Goodman, CPPIB boost investment in China logistics joint venture
Canada Pension Plan Investment Board (CPPIB) and Goodman Group have invested a further $500 million in their China logistics joint venture, taking the total equity commitment to $2 billion.
As with previous investments, the partners' allocations reflect the 80-20 ownership structure of the joint venture - known as Goodman China Logistics Holding (GCLH) - with CPPIB injecting $400 million to Goodman's $100 million.
GCLH was formed in 2009 to invest in logistics properties in prime locations across mainland China. It was seeded with 4-5 existing projects that Goodman had on its balance sheet and the initial equity commitment was $300 million. As of September GCLH had invested in 27 logistics projects in 10 Chinese markets, including Shanghai, Beijing, Tianjin, Kunshan, Chengdu, Suzhou and Jiaxing.
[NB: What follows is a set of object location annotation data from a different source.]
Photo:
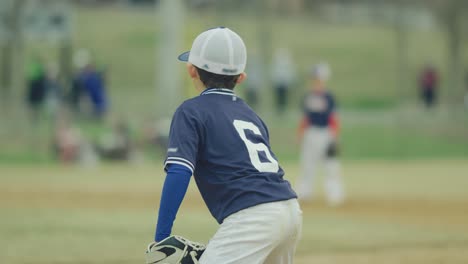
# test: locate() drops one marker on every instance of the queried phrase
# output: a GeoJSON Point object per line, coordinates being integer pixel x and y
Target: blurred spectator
{"type": "Point", "coordinates": [80, 60]}
{"type": "Point", "coordinates": [253, 82]}
{"type": "Point", "coordinates": [282, 76]}
{"type": "Point", "coordinates": [93, 83]}
{"type": "Point", "coordinates": [116, 145]}
{"type": "Point", "coordinates": [428, 84]}
{"type": "Point", "coordinates": [88, 83]}
{"type": "Point", "coordinates": [36, 87]}
{"type": "Point", "coordinates": [54, 90]}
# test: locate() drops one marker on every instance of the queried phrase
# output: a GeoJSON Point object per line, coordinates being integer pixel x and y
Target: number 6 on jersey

"CPPIB's additional equity reflects the success of the JV to date and the longstanding partnership we have with Goodman," Jimmy Phua, managing director and head of Asia real estate investments at CPPIB, said in a statement. "The fundamentals of the Chinese logistics and e-commerce sectors remain compelling, which underpin the growth in demand for prime logistics facilities."
Goodman has approximately 800,000 square meters of developments underway in China and a land bank of 4.3 million sqm.
The company has approximately A$27.7 billion ($24.3 billion) in assets under management globally, held in commercial property investment funds. Its cornerstone investments in these funds are worth in excess of A$4.6 billion. In recent years, Goodman has gravitated towards a joint venture or club-style of investment, partnering with sovereign wealth funds and pension funds on dedicated vehicles.
This approach has been adopted by a number of logistics fund managers with large LPs that want to deploy more capital into long-term, yield-generating assets. China is particularly attractive because of the growth in the sector.
Logistics space per capita is one twelfth that of the US, and even with projected expansion from the current 550 million square meters of space to 2.4 billion sq m by 2029, the per capita figure will still be one third that of the US. E-commerce alone represents a significant source of demand. Goodman has gone from zero e-commerce three years ago to around 20% today.
Earlier this year, Global Logistics Properties (GLP) - a Singapore-listed warehouse operator and fund manager - received an investment of $2.5 billion from several Chinese private equity firms, financial institutions and state-owned enterprises. They took a 1.5% stake in GLP and a 30.3% interest in a subsidiary that now houses all of the company's China assets.